What is the difference between getPageLabels and getPageLabelFormats?

Tags: page labelsPdfReaderiText 5

I have a program that calls PdfPageLabels.getPageLabels() and PdfPageLabels.getPageLabelFormats() on the same PdfReader object on successive lines of my code:

PdfPageLabels.PdfPageLabelFormat[] pplf = 
    PdfPageLabels.getPageLabelFormats(reader);
String[] labs = PdfPageLabels.getPageLabels(reader);
I would have expected the two calls always to return arrays of the same length, they are supposed to be the same labels. This is true most of the time, but occasionally this is NOT the case.

I have an example. It's a 150Mb PDF file which appears to have 4670 labels via getPageLabels(), but only 1 via getPageLabelFormats(). So my question is: Under what circumstances could the two calls return arrays of different lengths?

Posted on StackOverflow on Dec 3, 2015 by paulb

The difference between both methods is simple:

  • getPageLabels() returns the label of every page in an array. If your PDF has 4670 pages, you will get an array with 4670 String values.

  • getPageLabelFormat() returns an array with the formats that are used in the document. It doesn't return String values, but PdfPageLabelFormat instances. In many cases, there is only one page label format used throughout the document.

For example:

You have a document with an intro of five pages, numbered i, ii, iii, iv and v. Then you have a hundred pages, numbers 1 to 100.

In this case, getPageLabels() should return an array with 105 String values.

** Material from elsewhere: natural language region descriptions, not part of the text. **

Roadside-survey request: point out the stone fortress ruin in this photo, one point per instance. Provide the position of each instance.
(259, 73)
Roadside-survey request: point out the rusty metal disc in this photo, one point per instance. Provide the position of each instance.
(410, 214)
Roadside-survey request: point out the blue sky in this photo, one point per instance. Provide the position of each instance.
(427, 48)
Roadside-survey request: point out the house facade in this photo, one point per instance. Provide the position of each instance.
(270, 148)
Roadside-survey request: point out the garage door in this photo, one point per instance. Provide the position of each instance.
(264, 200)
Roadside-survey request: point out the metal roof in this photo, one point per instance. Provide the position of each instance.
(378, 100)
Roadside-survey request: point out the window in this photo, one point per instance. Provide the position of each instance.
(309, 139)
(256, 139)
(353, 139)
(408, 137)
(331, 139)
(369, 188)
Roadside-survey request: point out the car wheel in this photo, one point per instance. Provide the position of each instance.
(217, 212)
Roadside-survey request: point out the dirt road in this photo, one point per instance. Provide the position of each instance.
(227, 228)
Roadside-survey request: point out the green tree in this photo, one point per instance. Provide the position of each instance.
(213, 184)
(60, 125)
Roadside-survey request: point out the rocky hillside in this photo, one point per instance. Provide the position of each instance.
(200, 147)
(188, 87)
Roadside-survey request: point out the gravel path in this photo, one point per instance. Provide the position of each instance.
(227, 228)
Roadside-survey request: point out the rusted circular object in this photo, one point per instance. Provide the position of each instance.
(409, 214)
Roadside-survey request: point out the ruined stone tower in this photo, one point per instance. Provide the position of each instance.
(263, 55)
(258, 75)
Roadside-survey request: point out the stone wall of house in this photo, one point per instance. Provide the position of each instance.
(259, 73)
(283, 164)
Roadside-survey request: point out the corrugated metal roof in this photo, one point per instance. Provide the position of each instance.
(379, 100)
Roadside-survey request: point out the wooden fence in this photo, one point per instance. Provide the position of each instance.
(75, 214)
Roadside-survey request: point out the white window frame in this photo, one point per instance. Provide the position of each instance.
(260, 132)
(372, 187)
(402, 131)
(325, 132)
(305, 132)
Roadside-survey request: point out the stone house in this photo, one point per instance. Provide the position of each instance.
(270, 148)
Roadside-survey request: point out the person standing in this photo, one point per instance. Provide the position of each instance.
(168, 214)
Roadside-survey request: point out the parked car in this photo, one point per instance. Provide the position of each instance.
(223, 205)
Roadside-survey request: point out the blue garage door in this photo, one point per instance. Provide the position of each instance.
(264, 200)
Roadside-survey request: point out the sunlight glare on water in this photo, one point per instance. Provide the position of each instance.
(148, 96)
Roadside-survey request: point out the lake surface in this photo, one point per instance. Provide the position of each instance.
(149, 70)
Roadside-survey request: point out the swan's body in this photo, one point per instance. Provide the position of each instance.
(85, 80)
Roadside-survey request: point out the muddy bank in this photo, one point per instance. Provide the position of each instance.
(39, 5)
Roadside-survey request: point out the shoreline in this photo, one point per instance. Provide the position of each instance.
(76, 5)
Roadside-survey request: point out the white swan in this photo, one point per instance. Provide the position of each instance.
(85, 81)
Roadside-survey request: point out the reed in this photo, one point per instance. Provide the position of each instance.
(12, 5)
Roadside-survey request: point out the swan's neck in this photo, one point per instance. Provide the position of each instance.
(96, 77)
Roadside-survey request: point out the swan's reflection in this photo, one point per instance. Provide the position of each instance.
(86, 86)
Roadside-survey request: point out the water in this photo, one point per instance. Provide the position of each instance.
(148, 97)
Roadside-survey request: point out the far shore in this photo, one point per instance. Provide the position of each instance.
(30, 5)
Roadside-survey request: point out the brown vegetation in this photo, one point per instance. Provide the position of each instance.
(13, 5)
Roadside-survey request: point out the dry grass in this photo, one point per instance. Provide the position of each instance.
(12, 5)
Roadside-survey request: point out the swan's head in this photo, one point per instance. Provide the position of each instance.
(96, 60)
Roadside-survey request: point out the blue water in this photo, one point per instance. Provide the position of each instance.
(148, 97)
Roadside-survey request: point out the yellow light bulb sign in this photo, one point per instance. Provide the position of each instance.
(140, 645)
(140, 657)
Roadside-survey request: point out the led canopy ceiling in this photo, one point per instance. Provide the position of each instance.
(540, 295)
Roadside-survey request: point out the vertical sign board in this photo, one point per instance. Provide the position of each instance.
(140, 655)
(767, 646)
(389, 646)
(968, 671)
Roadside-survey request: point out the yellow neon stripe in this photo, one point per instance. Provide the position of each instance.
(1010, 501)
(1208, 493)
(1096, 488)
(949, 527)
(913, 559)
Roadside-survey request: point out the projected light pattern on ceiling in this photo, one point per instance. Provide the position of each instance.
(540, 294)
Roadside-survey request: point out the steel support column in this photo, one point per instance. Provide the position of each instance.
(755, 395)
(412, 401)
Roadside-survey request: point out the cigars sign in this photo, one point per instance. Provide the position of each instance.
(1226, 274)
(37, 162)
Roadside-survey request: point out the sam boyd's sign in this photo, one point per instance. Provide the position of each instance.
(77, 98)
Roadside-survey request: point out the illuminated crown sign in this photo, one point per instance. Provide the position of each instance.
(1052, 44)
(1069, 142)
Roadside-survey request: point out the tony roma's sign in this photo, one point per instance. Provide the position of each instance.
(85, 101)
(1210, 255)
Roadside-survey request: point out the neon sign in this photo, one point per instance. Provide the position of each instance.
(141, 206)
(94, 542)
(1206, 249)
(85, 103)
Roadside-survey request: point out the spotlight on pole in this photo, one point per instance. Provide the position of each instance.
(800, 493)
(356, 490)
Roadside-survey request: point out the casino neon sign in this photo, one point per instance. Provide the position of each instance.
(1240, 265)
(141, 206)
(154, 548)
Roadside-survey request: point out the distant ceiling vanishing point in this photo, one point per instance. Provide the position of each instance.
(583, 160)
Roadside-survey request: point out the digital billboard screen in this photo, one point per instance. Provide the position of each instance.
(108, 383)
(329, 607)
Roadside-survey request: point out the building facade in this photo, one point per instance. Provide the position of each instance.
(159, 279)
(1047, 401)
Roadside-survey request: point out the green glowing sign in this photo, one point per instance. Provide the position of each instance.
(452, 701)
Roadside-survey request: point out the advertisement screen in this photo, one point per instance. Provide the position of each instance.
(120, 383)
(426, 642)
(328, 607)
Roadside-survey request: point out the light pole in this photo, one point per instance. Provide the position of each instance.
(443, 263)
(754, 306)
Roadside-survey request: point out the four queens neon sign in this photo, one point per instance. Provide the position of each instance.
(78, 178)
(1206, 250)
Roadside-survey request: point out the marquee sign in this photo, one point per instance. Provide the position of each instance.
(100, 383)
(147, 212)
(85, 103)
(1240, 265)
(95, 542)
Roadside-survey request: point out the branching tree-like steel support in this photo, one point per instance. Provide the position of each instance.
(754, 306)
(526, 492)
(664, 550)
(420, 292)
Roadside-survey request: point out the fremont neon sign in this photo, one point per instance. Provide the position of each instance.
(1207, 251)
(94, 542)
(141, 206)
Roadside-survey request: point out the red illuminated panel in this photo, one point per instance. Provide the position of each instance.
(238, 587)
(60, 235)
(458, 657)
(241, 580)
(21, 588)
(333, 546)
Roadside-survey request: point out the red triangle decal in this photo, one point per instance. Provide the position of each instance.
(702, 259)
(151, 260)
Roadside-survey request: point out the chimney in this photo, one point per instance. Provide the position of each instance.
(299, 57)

The getPageLabelFormat() method however, will only return two PageLabelFormat values because we are only using two page label formats:

  • one saying that the first physical page starts with lowercase roman numbers starting with i.

  • one saying that the sixth physical page starts with arabic numbers, starting with 1.

Only the start format is needed, physical page 2 to 4 have the same format as physical page 1; physical page 7 to 105 have the same format as page 6.